Sample collection and storage.
Two milliliters of blood samples were collected aseptically into blood collection tubes (S-Monovette 7.5 mL, Sarstedt) by venipuncture from all the participants. To separate the plasma, blood samples were centrifuged at 4,000 × g for 10 minutes within 2 hours of collection. Stool samples were collected and preserved in a liquid nitrogen tank within 20 minutes of production. No additive or preservative was added to the fecal samples. All the samples were stored at –80°C, until analysis.
Laboratory analysis.
Laboratory assays were performed in the parasitology laboratory at icddr,b in Dhaka, Bangladesh. The biomarkers were tested in a single batch to minimize potential intra- and interbatch variations. Plasma RBP4 (R&D Systems Inc, Minneapolis, MN) and blood biomarkers such as C-reactive protein (CRP; Immundiagnostik, Bensheim, Germany), alpha 1-acid glycoprotein (AGP) (Alpco, Salem, NH, USA), low-density lipoprotein receptor-related protein 1 (LRP1; Biomatik, Wilmington, DE) and Ferritin (ORGENTEC Diagnostika GmbH, Mainz, Germany) were estimated using commercial ELISA kits following the instructions provided by the manufacturers. Hemoglobin status was determined using Hb 201 microcuvette of HemoCue Company. Plasma zinc was measured by the atomic absorption spectrometry method. Stool biomarkers were measured through ELISA according to the standard protocols given by the manufacturers. Stool samples were analyzed for MPO (Alpco, Salem, NH), NEO (GenWay Biotech, San Diego, CA), and AAT (Biovendor, Chandler, NC). Helicobacter pylori fecal antigen test was also performed using Amplified IDEIA Hp StAR (OXOID Limited, Hampshire, UK).

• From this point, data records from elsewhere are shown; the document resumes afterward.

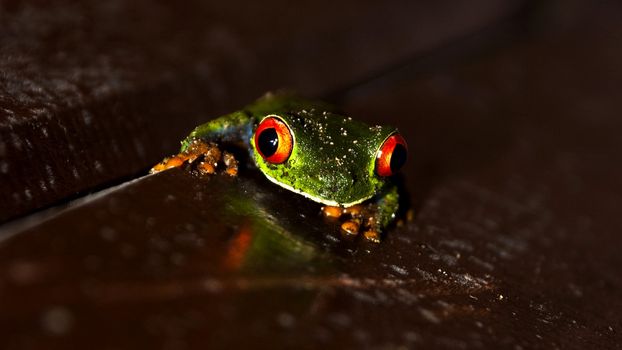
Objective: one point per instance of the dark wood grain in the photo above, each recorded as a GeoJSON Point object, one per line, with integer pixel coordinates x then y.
{"type": "Point", "coordinates": [92, 92]}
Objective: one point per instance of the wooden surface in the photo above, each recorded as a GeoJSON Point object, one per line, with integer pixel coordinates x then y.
{"type": "Point", "coordinates": [513, 180]}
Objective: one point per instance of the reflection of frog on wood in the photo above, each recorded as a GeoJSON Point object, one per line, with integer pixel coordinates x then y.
{"type": "Point", "coordinates": [304, 147]}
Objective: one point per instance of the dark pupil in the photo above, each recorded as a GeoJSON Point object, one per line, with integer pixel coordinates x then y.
{"type": "Point", "coordinates": [268, 142]}
{"type": "Point", "coordinates": [398, 158]}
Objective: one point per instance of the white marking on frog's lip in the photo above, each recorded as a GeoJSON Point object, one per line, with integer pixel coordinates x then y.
{"type": "Point", "coordinates": [317, 199]}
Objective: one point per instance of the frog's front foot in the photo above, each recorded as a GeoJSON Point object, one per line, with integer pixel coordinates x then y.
{"type": "Point", "coordinates": [203, 156]}
{"type": "Point", "coordinates": [356, 219]}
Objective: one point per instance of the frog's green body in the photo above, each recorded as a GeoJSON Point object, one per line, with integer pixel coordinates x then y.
{"type": "Point", "coordinates": [333, 158]}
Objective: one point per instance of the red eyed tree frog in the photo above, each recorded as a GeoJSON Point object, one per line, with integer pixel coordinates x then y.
{"type": "Point", "coordinates": [305, 147]}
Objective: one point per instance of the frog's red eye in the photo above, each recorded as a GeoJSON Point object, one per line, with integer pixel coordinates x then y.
{"type": "Point", "coordinates": [273, 140]}
{"type": "Point", "coordinates": [391, 155]}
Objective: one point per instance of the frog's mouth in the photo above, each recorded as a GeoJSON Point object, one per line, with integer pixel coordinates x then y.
{"type": "Point", "coordinates": [316, 198]}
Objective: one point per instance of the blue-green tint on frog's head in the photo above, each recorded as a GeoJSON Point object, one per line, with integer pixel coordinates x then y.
{"type": "Point", "coordinates": [324, 156]}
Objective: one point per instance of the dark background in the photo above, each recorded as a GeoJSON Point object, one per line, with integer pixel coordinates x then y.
{"type": "Point", "coordinates": [511, 110]}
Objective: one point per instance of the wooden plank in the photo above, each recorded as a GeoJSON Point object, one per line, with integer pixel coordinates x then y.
{"type": "Point", "coordinates": [93, 92]}
{"type": "Point", "coordinates": [514, 180]}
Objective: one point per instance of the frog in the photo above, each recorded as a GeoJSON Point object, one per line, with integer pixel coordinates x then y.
{"type": "Point", "coordinates": [309, 148]}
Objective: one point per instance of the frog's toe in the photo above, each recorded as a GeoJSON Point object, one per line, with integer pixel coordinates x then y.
{"type": "Point", "coordinates": [372, 236]}
{"type": "Point", "coordinates": [231, 163]}
{"type": "Point", "coordinates": [168, 163]}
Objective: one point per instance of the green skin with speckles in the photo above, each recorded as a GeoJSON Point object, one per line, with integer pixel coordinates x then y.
{"type": "Point", "coordinates": [333, 158]}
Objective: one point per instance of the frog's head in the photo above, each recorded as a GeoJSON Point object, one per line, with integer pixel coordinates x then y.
{"type": "Point", "coordinates": [326, 157]}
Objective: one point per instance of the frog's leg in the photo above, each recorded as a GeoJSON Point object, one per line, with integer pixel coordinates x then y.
{"type": "Point", "coordinates": [372, 218]}
{"type": "Point", "coordinates": [203, 145]}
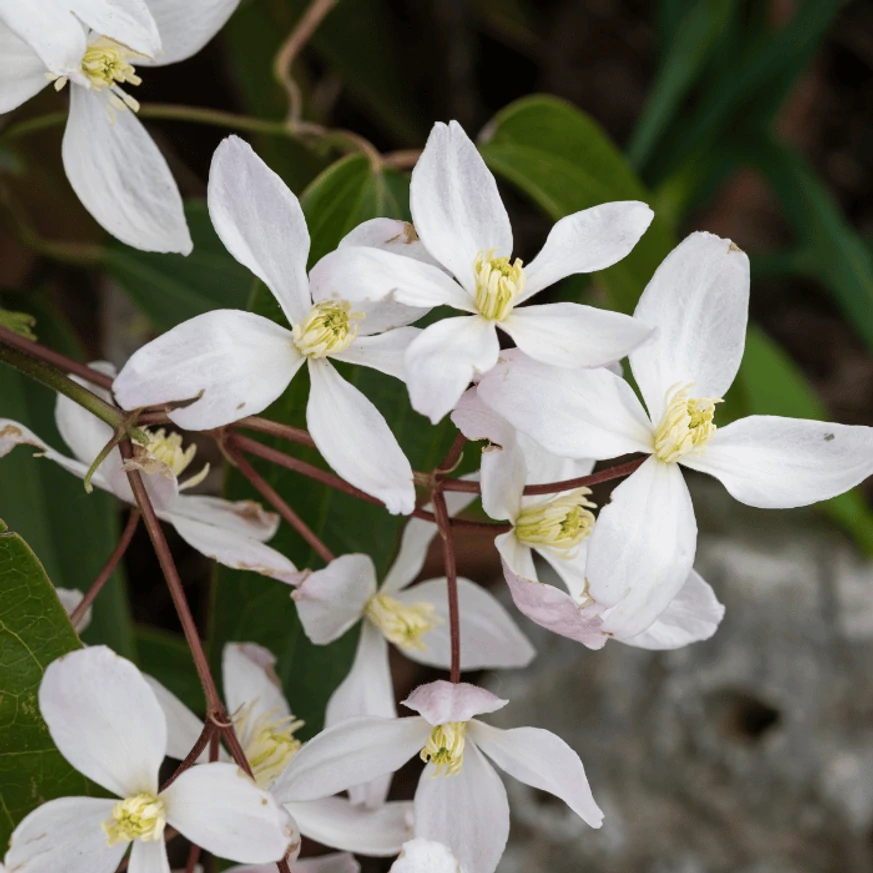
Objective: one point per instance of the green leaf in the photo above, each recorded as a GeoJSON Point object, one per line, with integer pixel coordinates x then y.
{"type": "Point", "coordinates": [73, 532]}
{"type": "Point", "coordinates": [564, 162]}
{"type": "Point", "coordinates": [170, 289]}
{"type": "Point", "coordinates": [34, 631]}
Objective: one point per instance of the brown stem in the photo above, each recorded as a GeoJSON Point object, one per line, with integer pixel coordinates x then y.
{"type": "Point", "coordinates": [174, 583]}
{"type": "Point", "coordinates": [108, 568]}
{"type": "Point", "coordinates": [271, 496]}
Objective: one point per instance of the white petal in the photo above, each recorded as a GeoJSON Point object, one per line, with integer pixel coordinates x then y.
{"type": "Point", "coordinates": [440, 701]}
{"type": "Point", "coordinates": [332, 600]}
{"type": "Point", "coordinates": [249, 678]}
{"type": "Point", "coordinates": [219, 808]}
{"type": "Point", "coordinates": [149, 857]}
{"type": "Point", "coordinates": [238, 361]}
{"type": "Point", "coordinates": [444, 359]}
{"type": "Point", "coordinates": [586, 242]}
{"type": "Point", "coordinates": [261, 224]}
{"type": "Point", "coordinates": [572, 414]}
{"type": "Point", "coordinates": [105, 719]}
{"type": "Point", "coordinates": [333, 821]}
{"type": "Point", "coordinates": [542, 760]}
{"type": "Point", "coordinates": [22, 72]}
{"type": "Point", "coordinates": [57, 37]}
{"type": "Point", "coordinates": [232, 548]}
{"type": "Point", "coordinates": [693, 615]}
{"type": "Point", "coordinates": [186, 27]}
{"type": "Point", "coordinates": [572, 335]}
{"type": "Point", "coordinates": [352, 752]}
{"type": "Point", "coordinates": [455, 204]}
{"type": "Point", "coordinates": [467, 812]}
{"type": "Point", "coordinates": [642, 548]}
{"type": "Point", "coordinates": [65, 834]}
{"type": "Point", "coordinates": [698, 300]}
{"type": "Point", "coordinates": [365, 274]}
{"type": "Point", "coordinates": [355, 439]}
{"type": "Point", "coordinates": [383, 352]}
{"type": "Point", "coordinates": [555, 610]}
{"type": "Point", "coordinates": [779, 463]}
{"type": "Point", "coordinates": [121, 176]}
{"type": "Point", "coordinates": [490, 639]}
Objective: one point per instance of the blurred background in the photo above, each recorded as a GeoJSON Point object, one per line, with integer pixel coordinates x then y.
{"type": "Point", "coordinates": [751, 752]}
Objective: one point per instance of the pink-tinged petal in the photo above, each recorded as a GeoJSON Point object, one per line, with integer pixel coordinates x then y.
{"type": "Point", "coordinates": [779, 463]}
{"type": "Point", "coordinates": [218, 807]}
{"type": "Point", "coordinates": [490, 639]}
{"type": "Point", "coordinates": [384, 352]}
{"type": "Point", "coordinates": [586, 242]}
{"type": "Point", "coordinates": [698, 300]}
{"type": "Point", "coordinates": [570, 413]}
{"type": "Point", "coordinates": [542, 760]}
{"type": "Point", "coordinates": [121, 177]}
{"type": "Point", "coordinates": [572, 335]}
{"type": "Point", "coordinates": [441, 702]}
{"type": "Point", "coordinates": [456, 207]}
{"type": "Point", "coordinates": [332, 600]}
{"type": "Point", "coordinates": [65, 834]}
{"type": "Point", "coordinates": [354, 438]}
{"type": "Point", "coordinates": [693, 615]}
{"type": "Point", "coordinates": [363, 274]}
{"type": "Point", "coordinates": [352, 752]}
{"type": "Point", "coordinates": [642, 548]}
{"type": "Point", "coordinates": [444, 358]}
{"type": "Point", "coordinates": [467, 812]}
{"type": "Point", "coordinates": [105, 719]}
{"type": "Point", "coordinates": [261, 224]}
{"type": "Point", "coordinates": [185, 28]}
{"type": "Point", "coordinates": [236, 362]}
{"type": "Point", "coordinates": [555, 610]}
{"type": "Point", "coordinates": [333, 821]}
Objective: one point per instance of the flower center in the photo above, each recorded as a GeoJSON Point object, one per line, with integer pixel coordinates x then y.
{"type": "Point", "coordinates": [141, 817]}
{"type": "Point", "coordinates": [498, 284]}
{"type": "Point", "coordinates": [560, 524]}
{"type": "Point", "coordinates": [445, 748]}
{"type": "Point", "coordinates": [686, 426]}
{"type": "Point", "coordinates": [328, 329]}
{"type": "Point", "coordinates": [403, 624]}
{"type": "Point", "coordinates": [270, 743]}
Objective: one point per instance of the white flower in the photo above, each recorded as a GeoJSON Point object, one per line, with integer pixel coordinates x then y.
{"type": "Point", "coordinates": [460, 800]}
{"type": "Point", "coordinates": [415, 619]}
{"type": "Point", "coordinates": [265, 725]}
{"type": "Point", "coordinates": [111, 161]}
{"type": "Point", "coordinates": [557, 527]}
{"type": "Point", "coordinates": [234, 534]}
{"type": "Point", "coordinates": [642, 549]}
{"type": "Point", "coordinates": [458, 213]}
{"type": "Point", "coordinates": [237, 363]}
{"type": "Point", "coordinates": [106, 721]}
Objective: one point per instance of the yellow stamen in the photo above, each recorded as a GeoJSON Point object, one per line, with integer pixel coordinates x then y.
{"type": "Point", "coordinates": [498, 284]}
{"type": "Point", "coordinates": [559, 524]}
{"type": "Point", "coordinates": [686, 426]}
{"type": "Point", "coordinates": [445, 748]}
{"type": "Point", "coordinates": [403, 624]}
{"type": "Point", "coordinates": [141, 817]}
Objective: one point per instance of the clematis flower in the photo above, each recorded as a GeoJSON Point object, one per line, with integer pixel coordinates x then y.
{"type": "Point", "coordinates": [642, 549]}
{"type": "Point", "coordinates": [237, 363]}
{"type": "Point", "coordinates": [458, 213]}
{"type": "Point", "coordinates": [232, 533]}
{"type": "Point", "coordinates": [112, 163]}
{"type": "Point", "coordinates": [265, 726]}
{"type": "Point", "coordinates": [415, 619]}
{"type": "Point", "coordinates": [460, 800]}
{"type": "Point", "coordinates": [107, 723]}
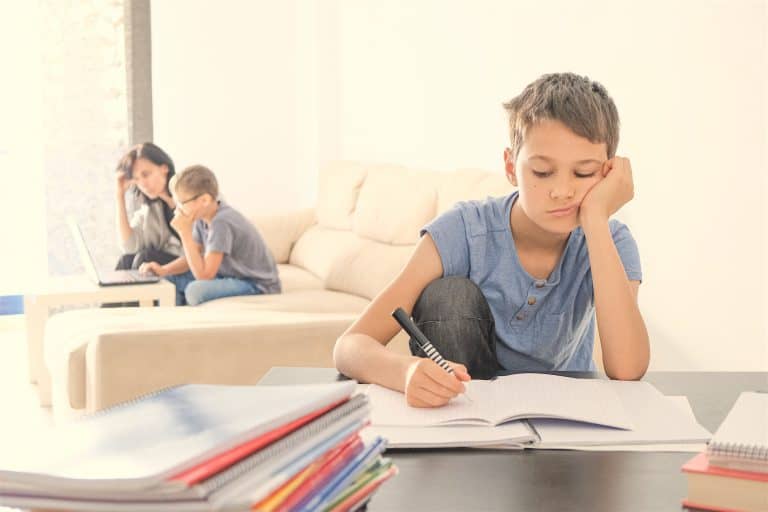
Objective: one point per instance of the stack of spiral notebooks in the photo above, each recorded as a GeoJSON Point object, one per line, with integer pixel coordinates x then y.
{"type": "Point", "coordinates": [733, 472]}
{"type": "Point", "coordinates": [205, 447]}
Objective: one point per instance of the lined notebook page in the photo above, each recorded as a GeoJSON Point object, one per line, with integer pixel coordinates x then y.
{"type": "Point", "coordinates": [532, 395]}
{"type": "Point", "coordinates": [506, 398]}
{"type": "Point", "coordinates": [390, 408]}
{"type": "Point", "coordinates": [744, 432]}
{"type": "Point", "coordinates": [646, 407]}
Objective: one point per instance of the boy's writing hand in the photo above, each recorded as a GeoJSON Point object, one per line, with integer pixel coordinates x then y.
{"type": "Point", "coordinates": [181, 222]}
{"type": "Point", "coordinates": [428, 385]}
{"type": "Point", "coordinates": [152, 267]}
{"type": "Point", "coordinates": [613, 191]}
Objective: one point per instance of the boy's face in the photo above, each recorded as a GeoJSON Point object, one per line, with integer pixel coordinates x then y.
{"type": "Point", "coordinates": [554, 170]}
{"type": "Point", "coordinates": [190, 204]}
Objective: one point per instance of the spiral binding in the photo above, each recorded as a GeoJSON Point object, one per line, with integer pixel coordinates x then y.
{"type": "Point", "coordinates": [132, 401]}
{"type": "Point", "coordinates": [739, 450]}
{"type": "Point", "coordinates": [249, 463]}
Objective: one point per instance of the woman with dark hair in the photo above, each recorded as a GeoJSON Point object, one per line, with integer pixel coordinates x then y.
{"type": "Point", "coordinates": [145, 207]}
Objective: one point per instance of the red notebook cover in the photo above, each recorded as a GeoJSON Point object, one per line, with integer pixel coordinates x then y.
{"type": "Point", "coordinates": [225, 459]}
{"type": "Point", "coordinates": [700, 464]}
{"type": "Point", "coordinates": [334, 461]}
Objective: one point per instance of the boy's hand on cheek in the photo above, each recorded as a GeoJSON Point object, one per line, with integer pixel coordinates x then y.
{"type": "Point", "coordinates": [614, 190]}
{"type": "Point", "coordinates": [181, 221]}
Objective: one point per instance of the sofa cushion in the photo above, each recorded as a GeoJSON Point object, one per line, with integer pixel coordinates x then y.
{"type": "Point", "coordinates": [294, 278]}
{"type": "Point", "coordinates": [320, 247]}
{"type": "Point", "coordinates": [338, 189]}
{"type": "Point", "coordinates": [281, 230]}
{"type": "Point", "coordinates": [69, 334]}
{"type": "Point", "coordinates": [395, 203]}
{"type": "Point", "coordinates": [314, 301]}
{"type": "Point", "coordinates": [466, 184]}
{"type": "Point", "coordinates": [368, 269]}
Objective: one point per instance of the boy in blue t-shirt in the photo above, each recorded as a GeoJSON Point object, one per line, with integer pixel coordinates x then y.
{"type": "Point", "coordinates": [224, 254]}
{"type": "Point", "coordinates": [513, 283]}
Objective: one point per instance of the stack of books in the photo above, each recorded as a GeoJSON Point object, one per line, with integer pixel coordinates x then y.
{"type": "Point", "coordinates": [733, 472]}
{"type": "Point", "coordinates": [205, 447]}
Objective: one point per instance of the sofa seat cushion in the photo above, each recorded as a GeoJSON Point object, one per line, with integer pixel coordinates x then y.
{"type": "Point", "coordinates": [293, 278]}
{"type": "Point", "coordinates": [68, 334]}
{"type": "Point", "coordinates": [315, 301]}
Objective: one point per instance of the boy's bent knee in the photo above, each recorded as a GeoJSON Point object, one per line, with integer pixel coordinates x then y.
{"type": "Point", "coordinates": [196, 293]}
{"type": "Point", "coordinates": [451, 297]}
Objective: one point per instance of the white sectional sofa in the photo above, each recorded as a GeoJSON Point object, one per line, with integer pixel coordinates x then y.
{"type": "Point", "coordinates": [333, 260]}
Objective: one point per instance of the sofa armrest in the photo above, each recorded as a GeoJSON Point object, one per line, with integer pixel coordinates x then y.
{"type": "Point", "coordinates": [228, 353]}
{"type": "Point", "coordinates": [281, 230]}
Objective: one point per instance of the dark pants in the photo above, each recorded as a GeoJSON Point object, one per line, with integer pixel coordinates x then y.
{"type": "Point", "coordinates": [453, 314]}
{"type": "Point", "coordinates": [134, 261]}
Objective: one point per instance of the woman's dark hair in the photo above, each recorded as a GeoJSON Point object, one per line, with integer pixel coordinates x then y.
{"type": "Point", "coordinates": [150, 152]}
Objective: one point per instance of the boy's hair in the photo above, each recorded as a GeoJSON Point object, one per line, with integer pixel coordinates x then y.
{"type": "Point", "coordinates": [197, 180]}
{"type": "Point", "coordinates": [581, 104]}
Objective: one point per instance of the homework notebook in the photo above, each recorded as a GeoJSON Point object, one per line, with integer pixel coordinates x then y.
{"type": "Point", "coordinates": [509, 398]}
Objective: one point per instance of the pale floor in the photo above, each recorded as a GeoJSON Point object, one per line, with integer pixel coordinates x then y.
{"type": "Point", "coordinates": [18, 398]}
{"type": "Point", "coordinates": [22, 417]}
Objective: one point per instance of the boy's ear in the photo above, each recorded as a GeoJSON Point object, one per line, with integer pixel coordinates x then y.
{"type": "Point", "coordinates": [509, 166]}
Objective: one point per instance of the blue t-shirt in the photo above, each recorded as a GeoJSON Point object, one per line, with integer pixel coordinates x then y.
{"type": "Point", "coordinates": [541, 325]}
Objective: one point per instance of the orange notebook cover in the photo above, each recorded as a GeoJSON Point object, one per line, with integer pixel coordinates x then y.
{"type": "Point", "coordinates": [700, 464]}
{"type": "Point", "coordinates": [225, 459]}
{"type": "Point", "coordinates": [365, 491]}
{"type": "Point", "coordinates": [331, 463]}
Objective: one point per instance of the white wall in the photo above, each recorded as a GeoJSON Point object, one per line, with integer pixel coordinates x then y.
{"type": "Point", "coordinates": [421, 83]}
{"type": "Point", "coordinates": [224, 77]}
{"type": "Point", "coordinates": [22, 198]}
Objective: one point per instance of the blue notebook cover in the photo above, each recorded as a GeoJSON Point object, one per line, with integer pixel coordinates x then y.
{"type": "Point", "coordinates": [141, 444]}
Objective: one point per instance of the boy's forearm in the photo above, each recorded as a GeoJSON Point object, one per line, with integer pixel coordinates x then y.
{"type": "Point", "coordinates": [623, 335]}
{"type": "Point", "coordinates": [177, 266]}
{"type": "Point", "coordinates": [363, 358]}
{"type": "Point", "coordinates": [195, 259]}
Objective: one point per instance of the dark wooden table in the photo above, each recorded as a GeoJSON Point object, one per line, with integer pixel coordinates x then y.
{"type": "Point", "coordinates": [544, 480]}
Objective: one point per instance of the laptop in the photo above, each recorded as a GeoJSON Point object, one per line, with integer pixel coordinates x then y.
{"type": "Point", "coordinates": [108, 278]}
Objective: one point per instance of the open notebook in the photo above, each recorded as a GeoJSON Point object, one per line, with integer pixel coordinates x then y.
{"type": "Point", "coordinates": [571, 418]}
{"type": "Point", "coordinates": [514, 397]}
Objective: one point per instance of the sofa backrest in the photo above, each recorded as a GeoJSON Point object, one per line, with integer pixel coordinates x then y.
{"type": "Point", "coordinates": [369, 216]}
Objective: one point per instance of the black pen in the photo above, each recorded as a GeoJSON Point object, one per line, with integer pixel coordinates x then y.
{"type": "Point", "coordinates": [421, 340]}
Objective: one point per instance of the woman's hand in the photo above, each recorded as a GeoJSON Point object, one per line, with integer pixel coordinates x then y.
{"type": "Point", "coordinates": [152, 267]}
{"type": "Point", "coordinates": [123, 183]}
{"type": "Point", "coordinates": [428, 385]}
{"type": "Point", "coordinates": [168, 199]}
{"type": "Point", "coordinates": [613, 191]}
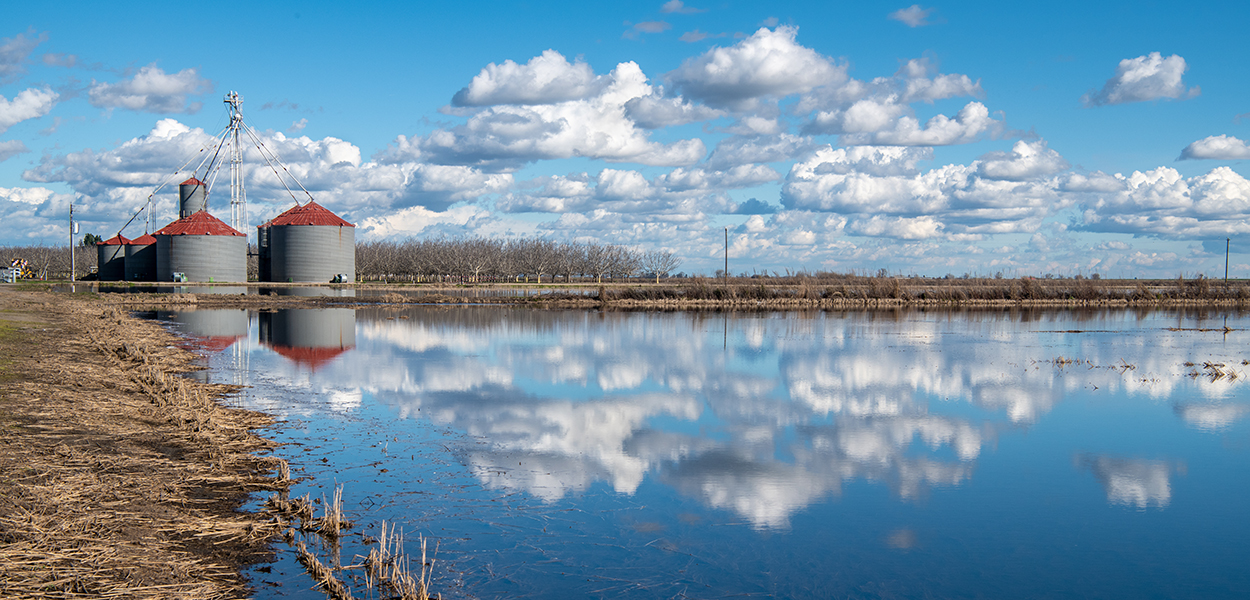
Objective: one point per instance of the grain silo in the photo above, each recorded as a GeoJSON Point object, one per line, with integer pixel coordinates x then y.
{"type": "Point", "coordinates": [193, 196]}
{"type": "Point", "coordinates": [111, 259]}
{"type": "Point", "coordinates": [203, 249]}
{"type": "Point", "coordinates": [141, 259]}
{"type": "Point", "coordinates": [306, 244]}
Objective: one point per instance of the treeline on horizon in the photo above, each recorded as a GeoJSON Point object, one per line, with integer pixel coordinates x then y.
{"type": "Point", "coordinates": [480, 260]}
{"type": "Point", "coordinates": [489, 260]}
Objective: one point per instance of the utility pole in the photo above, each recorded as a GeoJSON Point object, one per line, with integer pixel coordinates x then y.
{"type": "Point", "coordinates": [1228, 245]}
{"type": "Point", "coordinates": [73, 264]}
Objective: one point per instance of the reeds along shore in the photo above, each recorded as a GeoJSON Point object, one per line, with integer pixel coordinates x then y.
{"type": "Point", "coordinates": [850, 291]}
{"type": "Point", "coordinates": [118, 476]}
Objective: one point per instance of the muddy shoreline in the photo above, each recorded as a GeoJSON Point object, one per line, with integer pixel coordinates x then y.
{"type": "Point", "coordinates": [119, 476]}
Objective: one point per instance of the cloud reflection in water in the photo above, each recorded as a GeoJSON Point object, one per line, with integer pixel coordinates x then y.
{"type": "Point", "coordinates": [788, 411]}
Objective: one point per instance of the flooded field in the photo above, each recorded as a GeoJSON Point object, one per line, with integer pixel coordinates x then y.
{"type": "Point", "coordinates": [581, 454]}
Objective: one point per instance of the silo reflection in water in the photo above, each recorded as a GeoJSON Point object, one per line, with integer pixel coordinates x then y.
{"type": "Point", "coordinates": [309, 336]}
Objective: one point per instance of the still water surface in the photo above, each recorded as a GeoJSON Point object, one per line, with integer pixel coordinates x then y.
{"type": "Point", "coordinates": [581, 454]}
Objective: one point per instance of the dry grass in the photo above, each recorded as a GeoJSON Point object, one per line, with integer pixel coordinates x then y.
{"type": "Point", "coordinates": [119, 478]}
{"type": "Point", "coordinates": [390, 566]}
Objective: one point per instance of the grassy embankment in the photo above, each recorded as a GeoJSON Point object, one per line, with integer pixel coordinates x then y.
{"type": "Point", "coordinates": [119, 478]}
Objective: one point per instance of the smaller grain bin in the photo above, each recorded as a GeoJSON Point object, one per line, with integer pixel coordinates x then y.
{"type": "Point", "coordinates": [141, 259]}
{"type": "Point", "coordinates": [306, 244]}
{"type": "Point", "coordinates": [111, 258]}
{"type": "Point", "coordinates": [193, 196]}
{"type": "Point", "coordinates": [203, 249]}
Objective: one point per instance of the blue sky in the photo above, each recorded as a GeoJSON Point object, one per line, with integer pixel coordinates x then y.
{"type": "Point", "coordinates": [1058, 138]}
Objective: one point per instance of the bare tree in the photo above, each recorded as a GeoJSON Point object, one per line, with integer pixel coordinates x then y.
{"type": "Point", "coordinates": [660, 263]}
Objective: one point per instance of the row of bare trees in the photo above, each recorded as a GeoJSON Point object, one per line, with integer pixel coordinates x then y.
{"type": "Point", "coordinates": [480, 259]}
{"type": "Point", "coordinates": [51, 261]}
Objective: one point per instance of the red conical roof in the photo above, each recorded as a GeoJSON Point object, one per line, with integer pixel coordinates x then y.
{"type": "Point", "coordinates": [198, 224]}
{"type": "Point", "coordinates": [311, 358]}
{"type": "Point", "coordinates": [309, 214]}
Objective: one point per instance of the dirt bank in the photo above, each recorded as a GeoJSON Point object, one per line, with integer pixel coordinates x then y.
{"type": "Point", "coordinates": [119, 478]}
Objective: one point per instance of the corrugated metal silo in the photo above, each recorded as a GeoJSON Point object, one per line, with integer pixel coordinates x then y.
{"type": "Point", "coordinates": [308, 244]}
{"type": "Point", "coordinates": [141, 259]}
{"type": "Point", "coordinates": [111, 259]}
{"type": "Point", "coordinates": [191, 198]}
{"type": "Point", "coordinates": [203, 249]}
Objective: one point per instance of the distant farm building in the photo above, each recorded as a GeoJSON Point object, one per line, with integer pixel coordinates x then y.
{"type": "Point", "coordinates": [306, 244]}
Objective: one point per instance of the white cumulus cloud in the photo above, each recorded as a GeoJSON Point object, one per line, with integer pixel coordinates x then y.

Variables measured in this analysis.
The following variables were included in the study: demographic (age, sex, education, employment status); socioeconomic (family income, household animal exposure); water, sanitation, and hygiene practices (hand washes before taking or preparing foods and after using the toilet, improved water sources, improved sanitation, use of toilet paper); personal (SRQ-20 score, smoking, substance use); dietary (dietary diversity score calculated from FFQ); markers of systemic inflammation (CRP, AGP); biochemical (hemoglobin, ferritin, zinc); fecal biomarkers of altered gut health (MPO, NEO, AAT); enteric infection (H. pylori infection); plasma LRP1; plasma RBP4; and anthropometric variable (BMI). Dietary diversity score and SRQ-20 score were categorized based on previously published literature.29–31
Statistical analysis.
Results are expressed as mean (± SD) for normally distributed continuous variables and median with interquartile range (IQR) for asymmetric numeric variables. A proportion estimate was used to summarize the categorical variables. Nonparametric Mann–Whitney test was performed to examine the differences in RBP4 levels between the comparison groups. Spearman’s correlation coefficient (rho) was calculated to analyze the correlations of RBP4 with fecal biomarkers of altered gut health, inflammatory biomarkers, and plasma micronutrient levels of the participants. Multivariable linear regression was performed to test the association between RBP4 and fecal biomarkers of altered intestinal health after controlling for the potential confounders. We constructed three independent linear regression models considering RBP4 as the explanatory variable and MPO, NEO, and AAT as the outcome variables, respectively. Variables with skewed distribution (RBP4, MPO, NEO, AAT, AGP, CRP, and LRP1) were log-transformed before regression analyses. Covariates were included in each multivariable model if the P value was found to be < 0.2 in the univariate analysis. Multicollinearity was estimated by variance inflation factors (VIF). However, we did not exclude any variables for multicollinearity as VIF values were found to be < 4.0 in all the regression models. A two-tailed P value < 0.05 was considered statistically significant. All the analyses were performed using R version 3.5.3 (https://www.r-project.org, Foundation for Statistical Computing, Vienna, Austria) software.
RESULTS
General characteristics of the study population.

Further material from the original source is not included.